雪美は江南の須藤家の人間だった。須藤家は江南の武学世家であったが、ある事情から北地の雲蒼剣派に拜入し、碧霄峰の長真の門下に入ったのだった。

彼女は武功を身につけてから師を求めた者で、乗風より七、八歳年上だった。

しかし乗風は幼い頃から入門し、十二歳の時には既に卓越した剣道の才能で長真の門下に入り大弟子となったため、雪美は碧霄峰で第二席となっていた。

長真の末弟子である木村墨は今年まだ十五歳で、三年前に入門してからずっと乗風が師の代わりに教えていた。

乗風が雪美との打ち合わせを終えると、彼は涙目で走り去る鈴子を見て、墨に言った。「三師弟、小師妹について行ってくれ。決して彼女に何かあってはならない。」

墨は元々晋州の大家の若坊だったが、家族旅行中に黒風砦の山賊に襲われ、両親や親族を全て失った。

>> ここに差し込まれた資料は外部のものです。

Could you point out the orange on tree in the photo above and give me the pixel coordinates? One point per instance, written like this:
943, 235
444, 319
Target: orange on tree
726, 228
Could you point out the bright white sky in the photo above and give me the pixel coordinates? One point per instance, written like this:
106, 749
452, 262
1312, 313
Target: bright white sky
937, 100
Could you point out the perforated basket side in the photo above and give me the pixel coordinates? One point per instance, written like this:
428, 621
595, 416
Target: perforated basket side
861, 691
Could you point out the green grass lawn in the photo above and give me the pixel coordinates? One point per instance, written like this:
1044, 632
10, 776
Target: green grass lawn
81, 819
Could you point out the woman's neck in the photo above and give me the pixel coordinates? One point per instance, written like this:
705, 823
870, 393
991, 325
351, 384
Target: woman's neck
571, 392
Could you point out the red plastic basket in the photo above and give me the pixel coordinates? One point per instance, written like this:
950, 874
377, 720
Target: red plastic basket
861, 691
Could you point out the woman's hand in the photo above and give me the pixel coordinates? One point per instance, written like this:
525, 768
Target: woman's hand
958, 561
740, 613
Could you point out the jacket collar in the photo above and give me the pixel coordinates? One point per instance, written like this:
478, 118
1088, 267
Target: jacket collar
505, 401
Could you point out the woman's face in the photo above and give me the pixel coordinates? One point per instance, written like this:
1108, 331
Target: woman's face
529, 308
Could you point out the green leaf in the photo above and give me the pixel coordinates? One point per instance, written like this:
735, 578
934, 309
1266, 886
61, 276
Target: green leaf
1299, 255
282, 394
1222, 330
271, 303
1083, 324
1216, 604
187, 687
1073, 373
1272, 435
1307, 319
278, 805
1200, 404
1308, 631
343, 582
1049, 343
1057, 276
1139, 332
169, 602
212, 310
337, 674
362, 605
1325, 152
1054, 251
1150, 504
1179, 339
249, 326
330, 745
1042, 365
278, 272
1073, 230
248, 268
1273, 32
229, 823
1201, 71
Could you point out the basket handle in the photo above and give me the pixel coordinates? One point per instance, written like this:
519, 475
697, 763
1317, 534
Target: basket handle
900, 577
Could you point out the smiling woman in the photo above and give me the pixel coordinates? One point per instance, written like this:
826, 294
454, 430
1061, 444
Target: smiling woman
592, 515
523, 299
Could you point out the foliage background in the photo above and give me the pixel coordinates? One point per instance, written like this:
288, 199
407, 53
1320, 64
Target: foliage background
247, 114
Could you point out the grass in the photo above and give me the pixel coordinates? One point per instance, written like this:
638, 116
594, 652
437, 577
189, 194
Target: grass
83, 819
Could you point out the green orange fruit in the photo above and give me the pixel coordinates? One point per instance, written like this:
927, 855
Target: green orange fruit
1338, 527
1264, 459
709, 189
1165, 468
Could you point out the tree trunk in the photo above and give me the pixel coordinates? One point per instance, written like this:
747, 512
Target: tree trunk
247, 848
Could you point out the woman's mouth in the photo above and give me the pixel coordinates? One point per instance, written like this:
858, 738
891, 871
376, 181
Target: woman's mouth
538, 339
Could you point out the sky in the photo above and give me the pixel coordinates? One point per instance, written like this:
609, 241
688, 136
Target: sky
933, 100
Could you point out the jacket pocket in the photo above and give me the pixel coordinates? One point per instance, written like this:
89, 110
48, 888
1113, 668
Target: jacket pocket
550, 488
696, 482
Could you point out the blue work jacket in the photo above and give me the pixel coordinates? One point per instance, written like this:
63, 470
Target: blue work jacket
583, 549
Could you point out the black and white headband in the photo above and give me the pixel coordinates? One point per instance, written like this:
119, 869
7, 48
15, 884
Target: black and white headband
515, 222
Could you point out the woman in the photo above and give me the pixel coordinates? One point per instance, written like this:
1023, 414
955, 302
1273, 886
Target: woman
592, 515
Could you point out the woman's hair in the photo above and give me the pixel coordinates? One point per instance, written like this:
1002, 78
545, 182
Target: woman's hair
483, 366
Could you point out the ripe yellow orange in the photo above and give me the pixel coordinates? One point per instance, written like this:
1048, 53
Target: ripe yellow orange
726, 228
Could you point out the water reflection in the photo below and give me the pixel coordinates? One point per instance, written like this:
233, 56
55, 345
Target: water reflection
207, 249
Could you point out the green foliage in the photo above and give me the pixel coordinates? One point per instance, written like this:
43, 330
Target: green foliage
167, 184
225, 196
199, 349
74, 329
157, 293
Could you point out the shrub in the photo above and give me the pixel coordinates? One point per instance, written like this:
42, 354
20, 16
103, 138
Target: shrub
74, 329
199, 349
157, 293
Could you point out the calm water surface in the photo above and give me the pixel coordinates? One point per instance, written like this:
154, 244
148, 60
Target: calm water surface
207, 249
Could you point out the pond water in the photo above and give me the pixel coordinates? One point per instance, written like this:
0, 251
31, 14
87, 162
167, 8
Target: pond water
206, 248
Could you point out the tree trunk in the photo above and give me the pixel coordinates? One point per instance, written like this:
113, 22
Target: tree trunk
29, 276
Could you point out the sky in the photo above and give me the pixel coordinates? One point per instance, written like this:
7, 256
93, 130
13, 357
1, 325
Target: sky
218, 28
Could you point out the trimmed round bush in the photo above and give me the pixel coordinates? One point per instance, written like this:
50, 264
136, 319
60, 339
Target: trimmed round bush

当時、下山して遊歴していた乗風が彼を救い、彼に才能を見出して山門に連れ帰り、長真の弟子にしたのだった。

乗風は墨にとって兄のように親しく、師のように敬う存在であり、二人の絆は非常に深かった。

この指示を受け、墨は一言も発せず、迅速に身法を駆使して鈴子が去った方向へ追いかけた。

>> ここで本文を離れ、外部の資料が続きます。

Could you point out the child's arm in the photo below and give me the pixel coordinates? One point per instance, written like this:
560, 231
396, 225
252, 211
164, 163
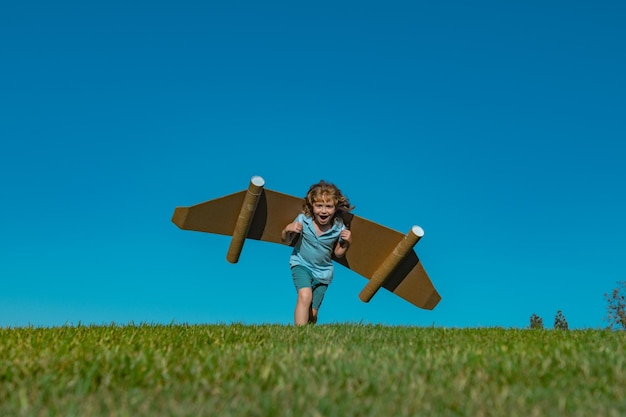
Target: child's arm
290, 231
344, 243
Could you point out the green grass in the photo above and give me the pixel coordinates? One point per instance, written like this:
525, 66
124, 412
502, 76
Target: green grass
329, 370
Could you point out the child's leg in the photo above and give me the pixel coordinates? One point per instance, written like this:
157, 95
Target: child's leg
303, 307
313, 315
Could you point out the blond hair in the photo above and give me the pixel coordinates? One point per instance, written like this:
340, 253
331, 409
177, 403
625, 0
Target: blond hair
325, 190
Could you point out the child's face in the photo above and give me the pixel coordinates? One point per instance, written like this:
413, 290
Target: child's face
323, 210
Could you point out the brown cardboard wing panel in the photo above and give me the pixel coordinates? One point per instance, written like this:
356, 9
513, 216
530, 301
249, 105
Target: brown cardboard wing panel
371, 244
214, 216
274, 211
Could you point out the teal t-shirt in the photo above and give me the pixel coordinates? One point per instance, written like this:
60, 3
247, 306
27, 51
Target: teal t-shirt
315, 252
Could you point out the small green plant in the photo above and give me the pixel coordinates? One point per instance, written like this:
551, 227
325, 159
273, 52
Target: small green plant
616, 308
536, 322
560, 322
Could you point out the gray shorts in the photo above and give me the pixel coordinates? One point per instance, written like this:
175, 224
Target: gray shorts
303, 278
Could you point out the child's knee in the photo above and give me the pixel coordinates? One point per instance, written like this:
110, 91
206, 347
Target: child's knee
305, 295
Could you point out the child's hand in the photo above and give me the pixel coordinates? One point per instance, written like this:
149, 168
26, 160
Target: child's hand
346, 236
295, 227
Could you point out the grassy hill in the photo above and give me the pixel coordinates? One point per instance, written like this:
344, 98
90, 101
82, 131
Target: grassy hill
328, 370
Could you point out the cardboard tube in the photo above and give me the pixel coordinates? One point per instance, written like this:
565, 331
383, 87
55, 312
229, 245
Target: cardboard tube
244, 220
390, 263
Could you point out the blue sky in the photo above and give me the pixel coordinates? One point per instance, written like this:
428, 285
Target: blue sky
498, 127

これらの雑事をすべて片付けると、乗風はようやくベールに覆われたままの素衣に目を向けた。

彼はそっと近づき、素衣の指先を握った。美女の玉のような指は触れるとわずかに冷たかったが、温かく滑らかで、離したくなくなるほどだった。

「素衣、今日はつらかっただろう!」

素衣も自分がどんな感情を抱いているのか分からなかった。ただ全身がふわふわとしていて、夢の中にいるかのようだった。

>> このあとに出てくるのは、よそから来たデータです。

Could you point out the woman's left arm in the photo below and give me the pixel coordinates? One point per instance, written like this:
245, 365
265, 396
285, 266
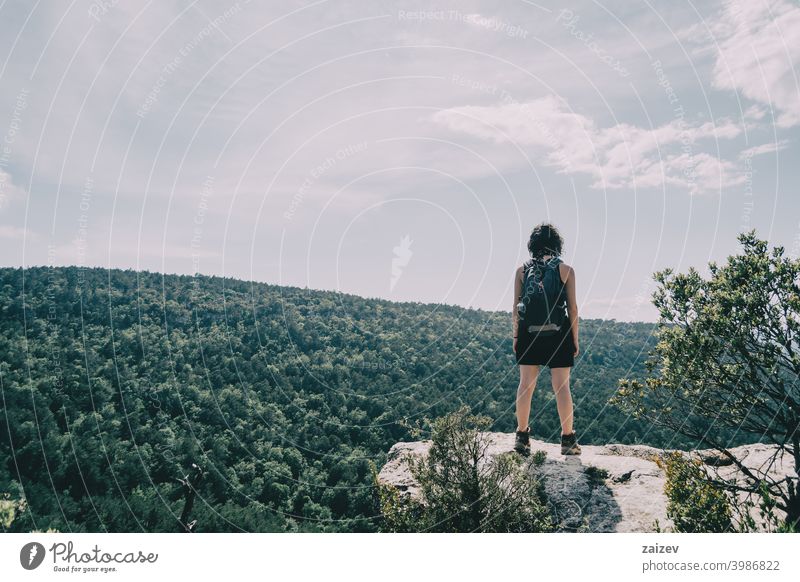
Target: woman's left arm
572, 306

もし頭にベールをかぶっていなければ、前夫の弟子や自分の娘にどう向き合えばいいのか分からなかっただろう。

しかし夜ごと悪夢に魘され目を覚ます度に、彼女は乗風に嫁ぐ決心を固めていった。

「これが一番良い選択ではないかもしれないけれど、私に他に進む道はあるだろうか?」

素衣はどうしても毒龍というあの怪物の手に落ちたくなかった。考えるだけでも恐ろしかった。

赤いベールで顔を隠された素衣は、知らず知らずのうちに目を赤くしていた。この極めて簡素な婚礼は、彼女にとって恥辱と当惑と不条理に満ちたものだった。

最初は自分の師匠に妾になることを強いられ、結婚したばかりで夫は殺され、未亡人となった。

そして今度はこんなに早く乗風と結婚するなんて、一瞬、自分が厚かましいと思うことさえあった。

彼女は「なぜ自ら命を絶たなかったのだろう?そうすれば誰からの屈辱も受けずに済んだのに」という思いさえ抱いた。

乗風の声が耳元で響き、素衣はようやく我に返った。

二人の手が触れた瞬間、彼女の体はわずかに震え、無意識に避けようとしたが、乗風にしっかりと握られていた。

「素衣、安心してくれ、約束した言葉は必ず守る。」

「君が同意しない限り、決して君に触れない。」

乗風の優しい言葉が耳元で響き、素衣の緊張していた体が徐々に和らいでいった。

「行こう、まずは部屋に戻ろう!」

「どんなことがあっても、今日から君は私の妻だ。」

素衣は彼に導かれ、頭の中は真っ白で、操り人形のようにぼんやりと彼についていき新房へと向かった。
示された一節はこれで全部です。